O problema principal desta boa, mas parcial, adaptação do livro de Alan Pauls a cargo de Hector Babenco (que aqui faz uma ponta como um projecionista negligente), é justamente o seu protagonista, Gael García Bernal, queridinho da última Mostra de SP, onde marcou presença com três filmes. Na estória, narrada por meio de elipses, ele muda de mulher, as mulheres ao redor dele mudam, as situações mudam, mas ele continua com a mesma cara de moleque boboca na pele do tradutor e intérprete Rímini, que, após 12 anos, separa-se da mulher, Sofía, sua paixão de adolescência, conforme atestam fotografias antigas em determinado momento da narrativa. Paixão que se estendeu por tempo demais. Mas, não para ela. Logo, encontra uma substituta, uma modelo muito ciumenta. Mas, logo, logo, ela também sai da sua vida, de maneira abrupta. Arruma outra substituta, a racional Carmen, uma colega da faculdade e também tradutora. Com ela, a relação parece que vai amadurecer, pois têm um filho. Mas Sofía reaparece, como uma presença ameaçadora, dando ao filme ares de suspense, pois é visivelmente desequilibrada, e o passado, que tenta esquecer, insiste em pairar ao seu redor, levando Carmen, por causa de um incidente estúpido, a também cair fora da relação com o filho junto. E tudo outra vez de forma abrupta e mal-resolvida. Rímini entra em depressão e aprofunda a sua afasia, antes manifestada aqui e ali em lapsos de linguagem nas conferências que ajudava a traduzir. Ou seja, desaprende de vez as outras línguas que dominava, como o inglês e o francês. Também desaprende a se comunicar com o mundo, isolando-se. Até Sofía e seu passado reaparecerem, de novo, desta vez de maneira decisiva. Ou quase.

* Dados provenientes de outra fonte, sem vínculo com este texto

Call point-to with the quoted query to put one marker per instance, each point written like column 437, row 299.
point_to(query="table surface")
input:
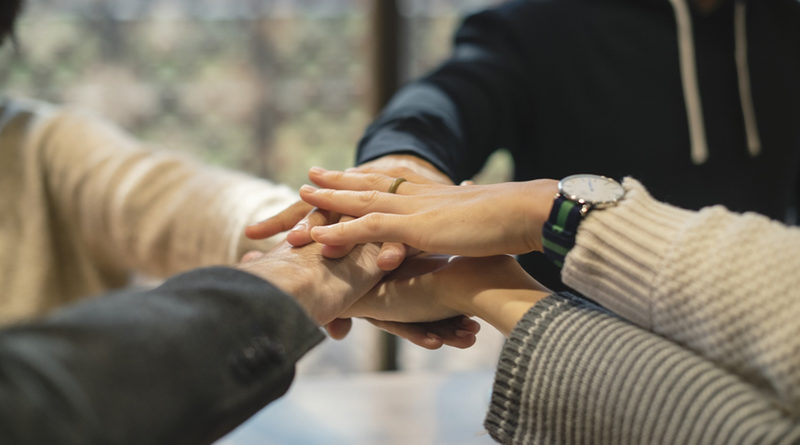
column 375, row 409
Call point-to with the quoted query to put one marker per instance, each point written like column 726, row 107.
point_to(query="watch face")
column 591, row 189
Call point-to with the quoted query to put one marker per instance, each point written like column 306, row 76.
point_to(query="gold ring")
column 396, row 184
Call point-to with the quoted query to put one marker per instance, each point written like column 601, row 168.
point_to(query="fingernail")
column 308, row 189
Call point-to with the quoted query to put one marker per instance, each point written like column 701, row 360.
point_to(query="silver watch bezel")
column 586, row 203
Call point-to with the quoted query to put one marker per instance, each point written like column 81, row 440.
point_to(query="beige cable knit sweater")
column 724, row 285
column 84, row 206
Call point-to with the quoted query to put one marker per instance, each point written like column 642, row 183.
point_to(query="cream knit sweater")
column 84, row 206
column 724, row 285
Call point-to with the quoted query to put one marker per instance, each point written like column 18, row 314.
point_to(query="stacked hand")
column 327, row 289
column 423, row 300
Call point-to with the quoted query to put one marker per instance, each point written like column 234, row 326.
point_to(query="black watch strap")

Visualmente elegante e de ritmo compassado, mas que, apesar de todas as obsessões e paixões envolvidas e revolvidas na trama como velhas e insistentes feridas, soa frio e inconsistente, dissolvendo-se nos tons neutros demais da fotografia muito composta em seus enquadramentos que se querem estilosos e que engessam o filme, limando também parte do senso de humor e das ironias que havia no livro. E também pelas limitações óbvias de Gael. A burrice de seu personagem certa feita chega a ser inacreditável e inaceitável.